(My question is inspired by this blog post: The Bayesian analysis of normal distributions with Python. If you read it, you will get a good background on what I am asking.)
I am trying to model the joint distribution and according to German et al., you can simulate the variance parameter of the normal prior using an inverse Gamma distribution. Likewise, according to Wikipedia:
Perhaps the chief use of the inverse Gamma distribution is in Bayesian statistics, where the distribution arises as the marginal posterior distribution for the unknown variance of a normal distribution if an uninformative prior is used; and as an analytically tractable conjugate prior if an informative prior is required.

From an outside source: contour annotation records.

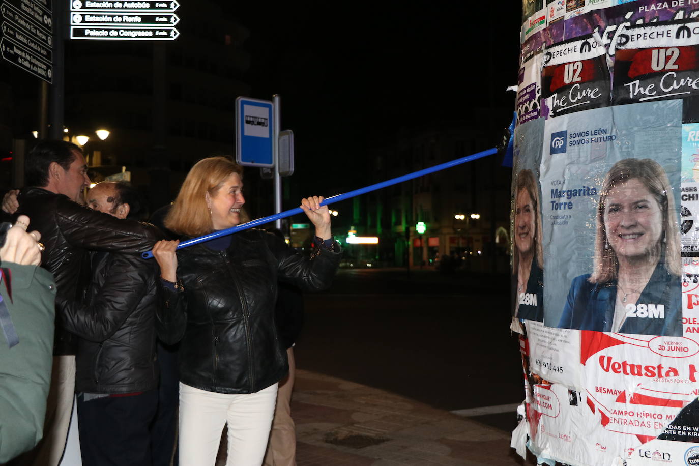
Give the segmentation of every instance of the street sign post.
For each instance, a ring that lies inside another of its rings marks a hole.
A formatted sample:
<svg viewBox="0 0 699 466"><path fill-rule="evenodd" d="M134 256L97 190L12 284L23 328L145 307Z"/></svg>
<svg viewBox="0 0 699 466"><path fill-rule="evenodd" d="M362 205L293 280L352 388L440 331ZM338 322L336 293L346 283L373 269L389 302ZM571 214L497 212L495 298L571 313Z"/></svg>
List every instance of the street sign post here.
<svg viewBox="0 0 699 466"><path fill-rule="evenodd" d="M7 1L7 0L6 0ZM174 41L177 1L73 0L71 38L102 41Z"/></svg>
<svg viewBox="0 0 699 466"><path fill-rule="evenodd" d="M279 175L294 175L294 131L285 129L279 133Z"/></svg>
<svg viewBox="0 0 699 466"><path fill-rule="evenodd" d="M107 13L96 15L93 13L75 13L71 14L73 26L92 26L93 24L115 26L174 26L180 22L177 15L173 13Z"/></svg>
<svg viewBox="0 0 699 466"><path fill-rule="evenodd" d="M53 16L50 0L3 0L3 59L51 83L53 76Z"/></svg>
<svg viewBox="0 0 699 466"><path fill-rule="evenodd" d="M240 165L274 166L273 113L269 101L236 99L236 159Z"/></svg>

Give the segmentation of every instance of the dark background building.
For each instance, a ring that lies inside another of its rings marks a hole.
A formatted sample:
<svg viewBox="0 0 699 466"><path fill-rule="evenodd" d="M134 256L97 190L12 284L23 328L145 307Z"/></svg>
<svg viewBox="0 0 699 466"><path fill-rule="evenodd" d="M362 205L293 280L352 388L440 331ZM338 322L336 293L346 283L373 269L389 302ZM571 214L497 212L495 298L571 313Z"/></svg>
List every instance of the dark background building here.
<svg viewBox="0 0 699 466"><path fill-rule="evenodd" d="M180 3L175 41L65 43L66 137L90 136L84 149L94 180L129 172L151 209L174 198L198 159L234 154L238 96L282 96L282 129L296 142L284 210L302 196L491 147L511 117L514 94L505 89L516 83L518 15L476 22L472 6L451 2L309 2L277 11ZM0 68L0 187L9 188L22 184L40 83L7 62ZM105 140L95 136L100 129L110 131ZM347 247L348 257L429 266L453 256L472 270L503 270L510 170L500 162L489 157L337 204L339 238L351 229L380 238ZM251 217L273 213L272 182L247 168L245 183Z"/></svg>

I want to know how the unknown variance parameter is derived analytically based on the article referenced. This subject matter to anyone who is new to Bayesian statistics is useful for inferring information from prior data (prior distribution) and likelihood (distribution representing probability of the data given parameter).

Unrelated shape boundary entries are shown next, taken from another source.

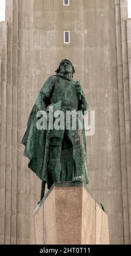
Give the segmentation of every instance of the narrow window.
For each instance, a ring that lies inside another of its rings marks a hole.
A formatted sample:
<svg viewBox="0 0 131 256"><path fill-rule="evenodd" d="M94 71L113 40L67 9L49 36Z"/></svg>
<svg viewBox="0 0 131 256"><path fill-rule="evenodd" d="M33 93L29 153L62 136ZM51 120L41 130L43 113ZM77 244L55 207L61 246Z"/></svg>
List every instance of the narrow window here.
<svg viewBox="0 0 131 256"><path fill-rule="evenodd" d="M64 31L64 44L70 43L70 31Z"/></svg>
<svg viewBox="0 0 131 256"><path fill-rule="evenodd" d="M63 0L63 5L69 5L69 0Z"/></svg>

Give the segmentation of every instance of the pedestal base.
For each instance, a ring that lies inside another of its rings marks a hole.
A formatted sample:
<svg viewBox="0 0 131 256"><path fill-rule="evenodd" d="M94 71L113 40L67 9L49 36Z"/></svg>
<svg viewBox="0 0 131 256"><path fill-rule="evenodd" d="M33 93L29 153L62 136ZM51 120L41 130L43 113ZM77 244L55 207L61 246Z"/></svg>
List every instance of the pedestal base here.
<svg viewBox="0 0 131 256"><path fill-rule="evenodd" d="M81 181L55 183L34 221L36 245L109 244L107 215Z"/></svg>

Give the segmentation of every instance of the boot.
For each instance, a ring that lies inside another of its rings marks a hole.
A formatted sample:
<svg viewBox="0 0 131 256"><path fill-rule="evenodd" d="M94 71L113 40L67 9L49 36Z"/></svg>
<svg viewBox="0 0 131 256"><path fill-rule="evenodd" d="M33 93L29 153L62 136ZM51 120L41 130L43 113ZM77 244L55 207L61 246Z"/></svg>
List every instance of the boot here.
<svg viewBox="0 0 131 256"><path fill-rule="evenodd" d="M80 180L86 183L89 183L84 148L80 145L74 147L73 148L73 157L76 167L76 176L73 180Z"/></svg>
<svg viewBox="0 0 131 256"><path fill-rule="evenodd" d="M58 182L60 181L60 175L61 171L61 165L60 158L50 159L48 164L48 172L52 180L53 184L54 182Z"/></svg>

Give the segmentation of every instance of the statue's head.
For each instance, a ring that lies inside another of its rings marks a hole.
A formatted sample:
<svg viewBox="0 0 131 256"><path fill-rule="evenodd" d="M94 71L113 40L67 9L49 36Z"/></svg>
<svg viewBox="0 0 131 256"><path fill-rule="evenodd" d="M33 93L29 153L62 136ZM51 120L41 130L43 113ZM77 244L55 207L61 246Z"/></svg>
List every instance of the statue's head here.
<svg viewBox="0 0 131 256"><path fill-rule="evenodd" d="M71 62L69 59L65 58L62 59L55 72L56 74L62 73L63 74L71 73L73 77L75 70Z"/></svg>

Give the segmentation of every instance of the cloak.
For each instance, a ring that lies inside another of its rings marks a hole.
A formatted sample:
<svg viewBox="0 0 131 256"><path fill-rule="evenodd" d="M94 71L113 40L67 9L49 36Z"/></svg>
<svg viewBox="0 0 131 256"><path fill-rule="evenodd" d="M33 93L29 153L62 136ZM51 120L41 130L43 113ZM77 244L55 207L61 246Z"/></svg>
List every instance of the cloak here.
<svg viewBox="0 0 131 256"><path fill-rule="evenodd" d="M26 131L22 139L21 143L25 146L23 156L27 156L30 160L28 167L31 169L42 181L47 183L48 188L52 186L48 172L47 164L49 155L47 155L47 145L50 152L50 142L48 136L48 130L38 130L36 123L38 118L36 117L37 112L40 110L47 111L49 101L50 94L55 84L54 75L50 77L41 89L35 103L30 114ZM83 125L83 142L86 151L86 141ZM46 157L45 157L46 155ZM73 180L75 175L75 166L73 159L73 147L71 143L66 137L64 138L61 157L61 181L69 181ZM85 174L85 181L88 181L87 174ZM87 182L87 183L88 182Z"/></svg>

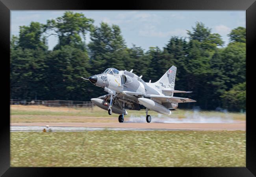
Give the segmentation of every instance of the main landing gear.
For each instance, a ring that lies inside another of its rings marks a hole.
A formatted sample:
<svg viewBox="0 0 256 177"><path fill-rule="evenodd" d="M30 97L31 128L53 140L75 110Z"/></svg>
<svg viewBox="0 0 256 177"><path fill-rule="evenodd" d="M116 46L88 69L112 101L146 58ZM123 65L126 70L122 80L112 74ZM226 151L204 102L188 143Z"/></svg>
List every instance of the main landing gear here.
<svg viewBox="0 0 256 177"><path fill-rule="evenodd" d="M146 108L146 120L147 123L149 123L151 122L151 116L150 115L148 115L148 109Z"/></svg>
<svg viewBox="0 0 256 177"><path fill-rule="evenodd" d="M120 123L122 123L124 122L124 116L122 115L119 115L118 117L118 121Z"/></svg>
<svg viewBox="0 0 256 177"><path fill-rule="evenodd" d="M109 105L108 106L108 114L109 115L112 114L112 106L113 105L113 101L117 94L116 94L115 96L113 97L113 94L110 94L110 103Z"/></svg>
<svg viewBox="0 0 256 177"><path fill-rule="evenodd" d="M124 109L124 106L125 105L124 102L122 103L122 114L119 115L118 117L118 121L122 123L124 122L124 114L125 114L125 110Z"/></svg>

I have been doing this for two weeks and have a decent beginner's understanding. If you don't know anything about conjugate priors it may appear the question is hard. It should be a piece of cake if you understand priors and specifically conjugate priors.
References: Gelman et al, Bayesian Data Analysis, Third Edition, Section 3.3. (Please note I am using Inverse Gamma although Gelman uses inverse-chi-squared and you can reparameterize it as inverse Gamma.)